Uma menina siberiana, uma dimensão secreta habitada por sinais tão particulares que os sentidos quase não os conseguem captar. Viagens, por vezes, assombradas por imagens tão fulgurantes que a imaginação quase não as alcança reter. Um errante caminheiro que eternamente se perde em divagações e recordações. A referência ao desejo não implica, necessariamente, nas minhas viagens, a representação de personagens ou de situações carnais. Há uma dimensão do desejo que está antes, depois e para além das pessoas conhecidas que é solidão, memória e silêncio.

Nunca soube o nome dela. Aliás, durante a minha estada, em Irkutsk, jamais proferiu uma palavra… e durante muito tempo julguei ser muda, até ao momento em que o seu canto agudo irrompe o espaço sagrado numa pequena igreja situada num ermo siberiano.
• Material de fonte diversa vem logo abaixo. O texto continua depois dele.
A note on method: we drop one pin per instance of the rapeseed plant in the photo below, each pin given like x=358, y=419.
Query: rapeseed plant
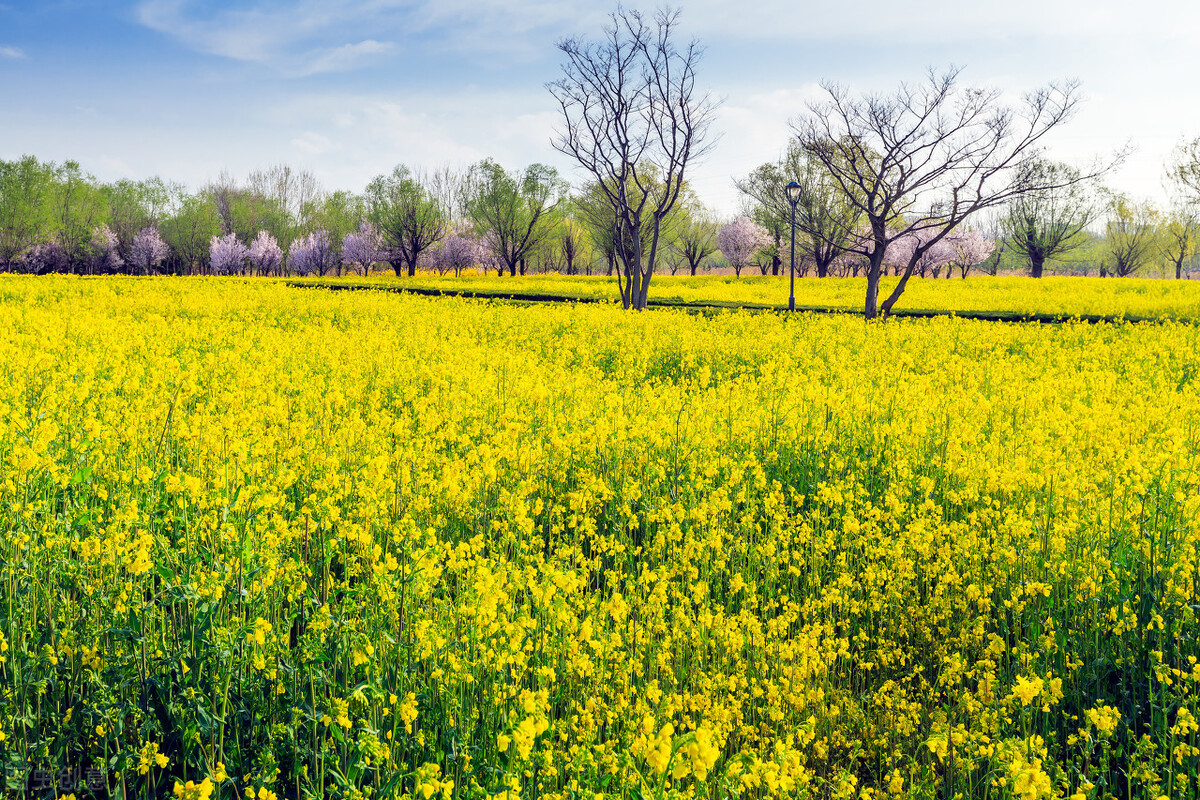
x=276, y=543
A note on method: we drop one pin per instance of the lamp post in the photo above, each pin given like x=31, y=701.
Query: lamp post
x=793, y=196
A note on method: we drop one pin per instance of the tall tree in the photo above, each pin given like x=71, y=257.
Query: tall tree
x=265, y=254
x=741, y=241
x=1041, y=226
x=629, y=101
x=189, y=232
x=1131, y=235
x=826, y=222
x=78, y=208
x=927, y=157
x=1177, y=239
x=695, y=240
x=148, y=251
x=27, y=217
x=514, y=206
x=407, y=217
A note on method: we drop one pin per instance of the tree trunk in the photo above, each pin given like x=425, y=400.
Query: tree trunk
x=1037, y=263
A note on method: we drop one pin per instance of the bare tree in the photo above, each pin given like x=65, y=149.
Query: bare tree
x=1131, y=236
x=293, y=190
x=695, y=241
x=1045, y=224
x=826, y=222
x=630, y=103
x=927, y=157
x=406, y=216
x=1183, y=185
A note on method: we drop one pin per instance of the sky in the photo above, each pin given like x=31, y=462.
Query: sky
x=347, y=89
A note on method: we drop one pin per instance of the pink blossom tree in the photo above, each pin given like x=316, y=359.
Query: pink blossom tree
x=265, y=254
x=148, y=251
x=313, y=253
x=48, y=257
x=970, y=247
x=363, y=247
x=227, y=256
x=462, y=252
x=102, y=256
x=931, y=256
x=739, y=240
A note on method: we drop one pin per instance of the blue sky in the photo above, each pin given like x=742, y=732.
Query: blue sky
x=351, y=88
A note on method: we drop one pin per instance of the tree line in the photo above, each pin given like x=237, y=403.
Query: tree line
x=935, y=179
x=281, y=221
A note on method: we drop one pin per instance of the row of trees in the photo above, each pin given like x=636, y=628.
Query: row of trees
x=57, y=217
x=906, y=182
x=1077, y=228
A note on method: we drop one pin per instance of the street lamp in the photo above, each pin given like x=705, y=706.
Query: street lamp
x=793, y=196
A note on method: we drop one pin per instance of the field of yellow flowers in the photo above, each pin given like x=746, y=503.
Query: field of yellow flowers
x=267, y=542
x=1015, y=296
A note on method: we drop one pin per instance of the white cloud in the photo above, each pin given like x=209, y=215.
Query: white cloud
x=347, y=56
x=293, y=41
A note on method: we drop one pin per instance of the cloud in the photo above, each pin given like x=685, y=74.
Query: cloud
x=345, y=58
x=301, y=40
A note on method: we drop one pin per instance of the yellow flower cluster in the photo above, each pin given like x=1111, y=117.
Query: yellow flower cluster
x=358, y=543
x=1053, y=296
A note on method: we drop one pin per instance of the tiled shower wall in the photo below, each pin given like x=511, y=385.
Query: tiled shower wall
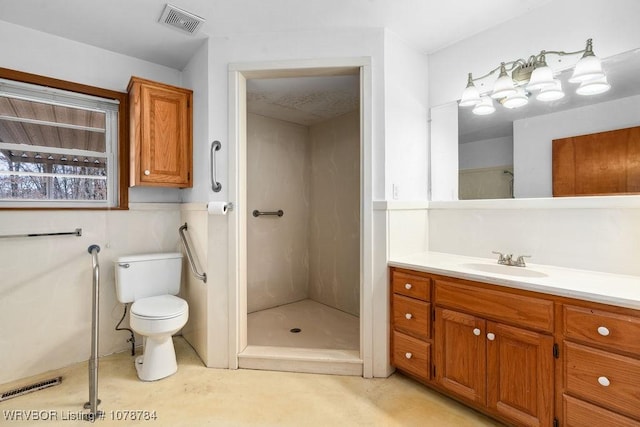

Creio, não, tenho a certeza, que aquela experiência melómana foi a mais marcante da minha vida. Reconhecendo o esplendor litúrgico que permanece (ainda) nas gélidas terras dos Gulags, de Dostoiévski e de Tolstói, assisti a toda liturgia de pé – por norma, não há bancos nas igrejas ortodoxas -, à solenidade do rito conquistando o coração dos fiéis. Encostado a uma imagem evangélica de Cristo (“a paixão do povo russo” segundo Dostoiévski) o diálogo polifónico vindo da interacção das vozes agudas femininas e do som grave do diácono era, sempre, elevada pela voz angélica que eu julgara muda: verdadeiramente sublime. Os cânticos ortodoxos e uma série de pinturas iconográficas extraídas de um todo corpo pictórico são aqueles que melhor representam a dimensão sólida e a memória profunda, talvez a instância fundadora, o ponto de ancoragem mais decisivo de toda a experiência vivida. E é por isso que não posso limitar ao mero reconhecimento das suas expressões secretas o desejo concupiscente.

Luís Barreira

Lago Baikal, Sibéria, 1996

Fotografia

Gelatin Silver print

arquivo: F_224_119, 1996

O clima na Sibéria é severo e quando o degelo aparece e a flora irrompe as marcas agrestes estão patentes a mais de um metro de profundidade, a ideia do gelo perpétuo. Recordo à medida que a memória se desvanece através do tempo e a história se depura, a figura formosa reflectida num poço pouco profundo. As águas cristalinas ao nível do solo não deixavam mentir a donzela espelhada. De cabelos soltos cruzados por um lenço descaído guarda viço e beleza de uma tenra idade. Um casaco de malha abotoado irregularmente aberto no espaço deixa antever um vestido de chita florido num antecipado corpo de mulher. Não muito longe, uma Datcha de madeira cuidadosamente esculpida, com as janelas coloridas de azul celeste, é tudo o que a memória enxerga, junto ao Lago Baikal. Fui tolhido naquele silêncio irrompido pelo gesto generoso daquela menina, quase mulher, oferecendo-me uma flor autóctone. Poucas flores se podem comparar com a graça e beleza deste gesto arrancado da taiga siberiana. A paz induzida pelo corpo ondulante finalizado por pétalas de cor azul-violeta era semelhante ao perfume doce libertado, só interrompido pela brisa macia vinda do lago. Mas que formosura suportada por um talo melancólico. Foram raros os momentos que me catapultaram para a lucidez desejada. A taciturna criatura de olhar tímido provocava em mim um arrepio inebriante. Além do mais, nenhuma planta é mais bela e confiável quando colocada na mão de um vagamundo. A Íris da Sibéria.